Oranje ohne van Persie - Huntelaar bleibt außen vor
Rio de Janeiro (dpa) - Robin van Persie ist gesperrt - schlägt jetzt die Stunde von Klaas-Jan Huntelaar? Gegen Chile könnte der Schalker Stürmer eigentlich zu seinem ersten WM-Einsatz in Brasilien kommen.
Nach seinem feinen Lupfer ins Tor lief Huntelaar zum linken Strafraumeck und rutschte jubelnd auf den Knien über den nassen Rasen. Laut schrie der Schalker Angreifer seine Freude über den Treffer heraus und auch Trainer Louis van Gaal klatschte begeistert Beifall.
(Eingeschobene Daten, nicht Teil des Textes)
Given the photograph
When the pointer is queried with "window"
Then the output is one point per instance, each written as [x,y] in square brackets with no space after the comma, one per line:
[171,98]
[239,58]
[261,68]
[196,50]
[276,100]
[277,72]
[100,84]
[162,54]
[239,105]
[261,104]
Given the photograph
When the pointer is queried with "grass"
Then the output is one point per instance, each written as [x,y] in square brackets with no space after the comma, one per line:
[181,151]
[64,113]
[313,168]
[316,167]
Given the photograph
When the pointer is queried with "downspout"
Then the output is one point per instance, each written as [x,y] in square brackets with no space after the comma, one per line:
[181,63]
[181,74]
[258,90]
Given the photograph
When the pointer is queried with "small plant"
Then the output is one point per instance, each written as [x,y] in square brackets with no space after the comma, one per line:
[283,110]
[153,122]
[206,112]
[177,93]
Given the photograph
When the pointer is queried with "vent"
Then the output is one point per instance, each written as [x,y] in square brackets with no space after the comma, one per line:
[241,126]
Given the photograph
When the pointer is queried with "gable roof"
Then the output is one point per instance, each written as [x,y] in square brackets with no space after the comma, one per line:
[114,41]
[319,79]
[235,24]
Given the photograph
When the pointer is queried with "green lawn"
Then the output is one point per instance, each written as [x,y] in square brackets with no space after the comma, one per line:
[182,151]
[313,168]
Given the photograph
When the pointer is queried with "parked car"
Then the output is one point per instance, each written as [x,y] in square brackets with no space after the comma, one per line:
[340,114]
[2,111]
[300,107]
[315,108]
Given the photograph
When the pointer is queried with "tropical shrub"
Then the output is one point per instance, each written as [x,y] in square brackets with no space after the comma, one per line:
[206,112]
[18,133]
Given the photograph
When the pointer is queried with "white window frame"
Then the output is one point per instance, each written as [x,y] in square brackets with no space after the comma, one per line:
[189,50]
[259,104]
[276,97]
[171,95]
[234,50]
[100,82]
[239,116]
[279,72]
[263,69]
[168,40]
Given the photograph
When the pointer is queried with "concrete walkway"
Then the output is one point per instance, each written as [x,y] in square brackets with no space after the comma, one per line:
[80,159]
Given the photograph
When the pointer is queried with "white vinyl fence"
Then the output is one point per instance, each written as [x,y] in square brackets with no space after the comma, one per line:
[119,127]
Ärgerlich für Huntelaar war nur, dass sich die Szene lediglich im Training der niederländischen Nationalmannschaft abspielte und nicht während einer WM-Partie. Da spielt der 30-Jährige bislang nämlich überhaupt keine Rolle, was sich trotz der Gelb-Sperre für Oranje-Kapitän Robin van Persie wohl auch im letzten Gruppenspiel des Vize-Weltmeisters am Montag gegen Chile nicht ändern wird.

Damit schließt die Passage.